Forbes is doing what Forbes does; basically breaking everything down to dollars and cents. But when the numbers are this big, it’s hard to argue with the details.

It has long been my view (as anyone who has been unlucky enough to get cornered at a party by me after a couple of lip loosening cocktails will tell ya) that theater is more popular, more widespread, more culturally significant right now than at any point in history. That doesn’t mean it’s better or more vibrant, those are questions for another blog.

But lemme just drop this tidbit from the article: Phantom of the Opera has made to date just over 6.2 billion dollars. I wrote that correctly, “Billion” with a big ole “B”. In contrast, the largest movie of all time, Avatar, has made 2.8 billion. Do the math.

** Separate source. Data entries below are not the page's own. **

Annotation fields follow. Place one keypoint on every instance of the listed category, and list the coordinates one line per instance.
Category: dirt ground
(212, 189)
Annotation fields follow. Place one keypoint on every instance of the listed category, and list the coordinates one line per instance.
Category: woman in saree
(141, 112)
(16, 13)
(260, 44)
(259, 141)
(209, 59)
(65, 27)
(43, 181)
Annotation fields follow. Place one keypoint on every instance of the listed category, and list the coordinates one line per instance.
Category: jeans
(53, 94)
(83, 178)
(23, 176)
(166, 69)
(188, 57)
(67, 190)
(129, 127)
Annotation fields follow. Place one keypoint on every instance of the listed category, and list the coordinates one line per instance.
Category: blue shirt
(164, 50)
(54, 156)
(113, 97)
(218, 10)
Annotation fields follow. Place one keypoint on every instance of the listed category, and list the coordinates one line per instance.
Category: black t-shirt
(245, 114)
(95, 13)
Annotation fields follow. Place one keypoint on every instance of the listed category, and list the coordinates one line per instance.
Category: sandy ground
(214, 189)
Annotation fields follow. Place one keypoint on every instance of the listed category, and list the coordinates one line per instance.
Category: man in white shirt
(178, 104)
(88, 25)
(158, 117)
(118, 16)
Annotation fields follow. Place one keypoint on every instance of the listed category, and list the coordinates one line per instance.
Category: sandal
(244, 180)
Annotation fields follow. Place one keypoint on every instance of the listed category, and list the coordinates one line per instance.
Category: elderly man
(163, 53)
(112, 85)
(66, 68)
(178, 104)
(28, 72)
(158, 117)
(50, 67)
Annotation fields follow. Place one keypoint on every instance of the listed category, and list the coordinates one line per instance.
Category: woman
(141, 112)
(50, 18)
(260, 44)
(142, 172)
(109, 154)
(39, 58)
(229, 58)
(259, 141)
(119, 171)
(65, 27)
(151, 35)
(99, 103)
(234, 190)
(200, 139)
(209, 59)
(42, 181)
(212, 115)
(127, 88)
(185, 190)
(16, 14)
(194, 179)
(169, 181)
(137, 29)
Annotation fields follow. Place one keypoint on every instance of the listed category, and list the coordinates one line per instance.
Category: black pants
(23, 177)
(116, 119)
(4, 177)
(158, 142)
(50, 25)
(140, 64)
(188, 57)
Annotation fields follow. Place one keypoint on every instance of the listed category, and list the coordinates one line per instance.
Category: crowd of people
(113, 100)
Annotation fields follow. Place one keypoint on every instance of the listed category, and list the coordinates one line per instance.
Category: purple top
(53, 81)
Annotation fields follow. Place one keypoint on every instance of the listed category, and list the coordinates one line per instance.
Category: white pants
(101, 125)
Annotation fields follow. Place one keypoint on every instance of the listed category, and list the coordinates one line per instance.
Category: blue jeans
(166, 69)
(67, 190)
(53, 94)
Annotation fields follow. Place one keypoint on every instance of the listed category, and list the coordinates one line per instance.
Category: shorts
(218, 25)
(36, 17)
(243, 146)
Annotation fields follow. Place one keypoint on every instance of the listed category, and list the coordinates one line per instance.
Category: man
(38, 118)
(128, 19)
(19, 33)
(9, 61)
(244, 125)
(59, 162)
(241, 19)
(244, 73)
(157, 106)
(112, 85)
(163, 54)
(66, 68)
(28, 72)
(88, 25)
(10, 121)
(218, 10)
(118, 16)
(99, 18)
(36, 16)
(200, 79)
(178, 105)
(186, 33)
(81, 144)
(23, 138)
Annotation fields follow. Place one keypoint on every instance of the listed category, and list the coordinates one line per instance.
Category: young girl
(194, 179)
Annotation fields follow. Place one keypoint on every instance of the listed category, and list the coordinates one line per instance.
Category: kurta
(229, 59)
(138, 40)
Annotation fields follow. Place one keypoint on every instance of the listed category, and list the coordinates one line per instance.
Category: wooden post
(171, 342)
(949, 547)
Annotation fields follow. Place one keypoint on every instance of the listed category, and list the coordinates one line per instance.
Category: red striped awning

How here’s the real kicker that keeps the struggle real. The price of keeping a show on Broadway is like 700 thousand bucks a week, so even with those astronomical numbers, the profit margin is pretty slim. But you can’t argue with the reach and cultural significance of a show that’s pulling that kind of attendance and getting those ticket prices.

So I would simply add that even though theater’s reach is gigantic as shown by the box office numbers, it’s not putting a ton of money directly into the pockets of the folks doing it. And in fact for the most part, it costs money, especially for the little guys.

But it’s never been more important and more influential.

Now go stand in front of people you don’t know and make them listen to you sing “To Dream the Impossible Dream” or, hell I don’t know, “Yorktown” from Hamilton. Maybe they’ll give ya a couple bucks.




1 reply
  1. T
    T says:

    True, though the better point may be that with profit margins so slim, it will always be the smaller theatres that will in the end matter most.